A Model For Success

Cords in a nursery present a strangulation hazard that this agency has been grappling with for many years.  Earlier this month we announced an education and public awareness campaign jointly with the Juvenile Products Manufacturers Association to warn parents and caregivers about this hazard.  The campaign focuses on baby monitors, but hopefully its impact will extend to all cords in the nursery.


As both a commissioner and a parent, I am pleased to see the agency participate in this cooperative campaign.  It addresses a real problem in a comprehensive manner.  One alternative would have been to conduct a series of “recalls to warn,” offering consumers a warning label to remind them of the hazard.  We tried such a recall last year.  As you would expect, the consumer reaction was pretty underwhelmed.  A “recall” that consumers do not respond to can easily lead to “recall fatigue.”  Not just offering a label but a comprehensive, cooperative campaign to help parents and caregivers understand, recognize and avoid the hazard is a much better way to advance safety.


I hope that this campaign provides a model for future agency action in dealing with similar situations.

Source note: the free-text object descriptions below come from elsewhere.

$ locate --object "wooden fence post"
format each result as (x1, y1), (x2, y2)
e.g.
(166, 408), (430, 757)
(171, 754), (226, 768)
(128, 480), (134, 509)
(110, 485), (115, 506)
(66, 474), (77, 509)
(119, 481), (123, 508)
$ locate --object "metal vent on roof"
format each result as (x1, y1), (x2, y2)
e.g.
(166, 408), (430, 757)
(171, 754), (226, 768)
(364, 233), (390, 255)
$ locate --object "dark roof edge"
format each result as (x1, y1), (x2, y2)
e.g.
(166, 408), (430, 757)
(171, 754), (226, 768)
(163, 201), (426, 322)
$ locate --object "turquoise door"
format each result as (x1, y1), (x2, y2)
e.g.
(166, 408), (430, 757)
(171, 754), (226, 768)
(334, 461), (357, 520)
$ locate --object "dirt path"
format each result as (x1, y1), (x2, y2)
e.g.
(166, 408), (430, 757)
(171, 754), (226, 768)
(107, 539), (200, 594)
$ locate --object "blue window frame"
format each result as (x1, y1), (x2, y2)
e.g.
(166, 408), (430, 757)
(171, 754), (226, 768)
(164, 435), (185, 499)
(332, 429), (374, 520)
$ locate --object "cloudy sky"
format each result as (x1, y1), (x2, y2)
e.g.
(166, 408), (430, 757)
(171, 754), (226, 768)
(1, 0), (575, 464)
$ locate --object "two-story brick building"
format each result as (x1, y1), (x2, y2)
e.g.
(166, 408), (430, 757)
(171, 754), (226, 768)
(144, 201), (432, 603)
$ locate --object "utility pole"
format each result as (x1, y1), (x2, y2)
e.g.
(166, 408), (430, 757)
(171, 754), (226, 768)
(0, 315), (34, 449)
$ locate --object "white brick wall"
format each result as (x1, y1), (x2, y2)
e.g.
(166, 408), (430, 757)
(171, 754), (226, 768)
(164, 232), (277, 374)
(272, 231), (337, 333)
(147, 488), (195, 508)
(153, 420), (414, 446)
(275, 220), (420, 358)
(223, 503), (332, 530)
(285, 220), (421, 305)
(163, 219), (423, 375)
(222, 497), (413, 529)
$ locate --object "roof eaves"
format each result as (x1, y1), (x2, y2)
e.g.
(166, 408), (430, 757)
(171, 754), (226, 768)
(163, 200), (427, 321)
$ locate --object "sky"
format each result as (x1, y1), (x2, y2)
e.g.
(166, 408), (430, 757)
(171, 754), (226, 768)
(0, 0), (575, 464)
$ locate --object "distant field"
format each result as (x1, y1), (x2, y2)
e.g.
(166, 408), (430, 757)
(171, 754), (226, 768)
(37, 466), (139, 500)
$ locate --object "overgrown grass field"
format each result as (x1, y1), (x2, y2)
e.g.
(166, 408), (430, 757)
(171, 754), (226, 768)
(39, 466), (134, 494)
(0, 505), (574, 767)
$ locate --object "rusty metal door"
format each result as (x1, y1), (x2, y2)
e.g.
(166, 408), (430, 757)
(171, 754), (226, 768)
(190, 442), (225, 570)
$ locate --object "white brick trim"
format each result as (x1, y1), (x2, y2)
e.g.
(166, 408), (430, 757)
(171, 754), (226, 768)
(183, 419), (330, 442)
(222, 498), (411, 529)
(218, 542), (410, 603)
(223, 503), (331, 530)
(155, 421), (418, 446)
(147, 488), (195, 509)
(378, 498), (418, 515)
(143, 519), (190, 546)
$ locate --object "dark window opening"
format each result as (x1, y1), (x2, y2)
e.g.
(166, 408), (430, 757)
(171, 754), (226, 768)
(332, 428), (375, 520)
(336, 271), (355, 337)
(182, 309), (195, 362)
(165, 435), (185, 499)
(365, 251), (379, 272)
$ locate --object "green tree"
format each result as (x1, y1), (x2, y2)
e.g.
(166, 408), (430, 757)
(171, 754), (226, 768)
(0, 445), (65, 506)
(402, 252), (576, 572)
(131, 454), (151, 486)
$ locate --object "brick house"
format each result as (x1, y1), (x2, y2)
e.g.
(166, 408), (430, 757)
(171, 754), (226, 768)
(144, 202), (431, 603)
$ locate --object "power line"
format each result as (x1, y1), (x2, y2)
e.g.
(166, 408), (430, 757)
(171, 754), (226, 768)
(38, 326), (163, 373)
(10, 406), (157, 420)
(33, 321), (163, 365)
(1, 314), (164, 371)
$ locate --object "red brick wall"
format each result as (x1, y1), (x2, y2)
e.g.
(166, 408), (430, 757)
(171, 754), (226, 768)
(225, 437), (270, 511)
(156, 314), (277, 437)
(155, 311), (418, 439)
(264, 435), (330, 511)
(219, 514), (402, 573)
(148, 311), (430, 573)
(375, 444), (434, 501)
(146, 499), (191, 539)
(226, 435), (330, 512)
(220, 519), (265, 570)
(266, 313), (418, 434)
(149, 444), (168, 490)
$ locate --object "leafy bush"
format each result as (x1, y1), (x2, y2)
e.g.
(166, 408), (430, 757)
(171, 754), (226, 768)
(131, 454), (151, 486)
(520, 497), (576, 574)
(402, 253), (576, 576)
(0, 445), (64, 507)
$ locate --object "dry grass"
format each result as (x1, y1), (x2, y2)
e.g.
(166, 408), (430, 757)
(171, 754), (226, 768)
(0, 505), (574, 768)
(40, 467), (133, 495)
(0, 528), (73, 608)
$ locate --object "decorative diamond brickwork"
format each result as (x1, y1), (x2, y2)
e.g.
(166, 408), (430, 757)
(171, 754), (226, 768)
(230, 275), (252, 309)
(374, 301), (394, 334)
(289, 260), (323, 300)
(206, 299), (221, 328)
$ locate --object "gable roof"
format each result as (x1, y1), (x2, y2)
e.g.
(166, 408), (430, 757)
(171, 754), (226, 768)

1 Response to “A Model For Success”

  1. 1 tsaylor July 20, 2012 at 10:24 am

    Commissioner, I couldn’t agree more. Industry is often careful in maintaining a good standing with the CPSC, but mostly in an effort to comply with regulations and avoid recalls and other types of intervention. However, we have the same goal; keeping consumers safe while we fill a need or demand with the products we offer. If there is more active cooperation that is embraced by both sides, we can help to better arm consumers with knowledge and precaution to avoid tragedy. We work in pool products, so this time of year is obviously critical in reminding consumers of the hazards and risks that the summer season exposes. We deploy this education in the form of warnings and other cautionary language, but it doesn’t prevent injury and death, which is often not associated with the products themselves, but the environments they are used in. There should be more cooperation between companies that produce consumer goods, the CPSC and other regulatory agencies to better inform consumers of these hazards and risks. This cooperation should come in the form of campaigns, small or large and express and educate those real risks that consumers often ignore or take for granted.